Data Manipulation

The aggregation commands include: Aggregation Type, Aggregate, Random Points Contours, and Assign.

The NLLS commands include: NLLS, NLLS Correlation, NLLS Delta, NLLS Feasible Region, NLLS Penalty Function, NLLS Iteration Limit, NLLS Parameters and NL2SOL.

Additional minimization commands include: Conj_Grad, and Simplex.

The data modifying commands include: Negate X Axis Data, List Surface, List Tuples, List Contours, Get Picture, Draw Picture, Load Data, Save Data, Save As Metafile, Matrix Write and Tab Table Vectors.

Aggregation

Aggregation Type

This command is used to specify the type of data aggregation to be performed by the Aggregate command. Aggregation produces an aggregate statistic for the z values for each aggregated unit area (if there are only 2 columns of data, the y values are aggregated). The type of aggregate to perform, and the boundary conditions are specified.

There are 3 parameter:s

aggregation type - a character string indicating the type of aggregate statistic to compute. "Total", "Average", "Count", "Min", "Max", "Std. dev.".

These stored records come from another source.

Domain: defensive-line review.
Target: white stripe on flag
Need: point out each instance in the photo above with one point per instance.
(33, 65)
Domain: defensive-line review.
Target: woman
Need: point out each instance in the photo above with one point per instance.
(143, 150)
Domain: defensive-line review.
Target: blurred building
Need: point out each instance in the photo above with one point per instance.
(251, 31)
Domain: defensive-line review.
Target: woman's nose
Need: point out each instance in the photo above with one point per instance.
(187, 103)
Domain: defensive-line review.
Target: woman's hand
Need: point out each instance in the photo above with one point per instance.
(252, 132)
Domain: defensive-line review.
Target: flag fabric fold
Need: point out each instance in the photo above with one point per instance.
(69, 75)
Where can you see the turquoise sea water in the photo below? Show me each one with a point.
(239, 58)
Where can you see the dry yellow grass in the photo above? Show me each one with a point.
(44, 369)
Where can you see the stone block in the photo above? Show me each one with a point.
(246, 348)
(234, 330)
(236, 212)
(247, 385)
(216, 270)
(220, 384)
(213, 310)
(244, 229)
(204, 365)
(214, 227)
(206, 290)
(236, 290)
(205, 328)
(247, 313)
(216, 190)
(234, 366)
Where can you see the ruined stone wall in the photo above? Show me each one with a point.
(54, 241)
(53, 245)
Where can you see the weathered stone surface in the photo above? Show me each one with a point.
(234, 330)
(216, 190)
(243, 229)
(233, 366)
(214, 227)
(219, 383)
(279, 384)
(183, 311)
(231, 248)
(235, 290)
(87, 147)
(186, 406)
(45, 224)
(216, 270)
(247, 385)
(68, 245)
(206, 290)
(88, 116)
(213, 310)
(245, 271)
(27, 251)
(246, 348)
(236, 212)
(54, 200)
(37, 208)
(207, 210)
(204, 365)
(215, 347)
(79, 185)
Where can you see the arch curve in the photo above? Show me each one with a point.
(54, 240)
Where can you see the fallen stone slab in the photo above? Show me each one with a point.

x boundary - An optional parameter specifying whether to include the x axis minimum cell boundary as part of the cell

(0 = the minimum is included, the default; 1 = maximum x axis, cell boundary value should be included in the cell).

y boundary - An optional parameter specifying whether to include the y axis minimum cell boundary as part of the cell

(0 = the minimum is included, the default; 1 = maximum yaxis cell, boundary value should be included in the cell).

For example, by default if you aggregate by 5, a data point having an x value of 20, would end up in the cell 20 >= x < 25, resulting in a new averaged x value of 22.5.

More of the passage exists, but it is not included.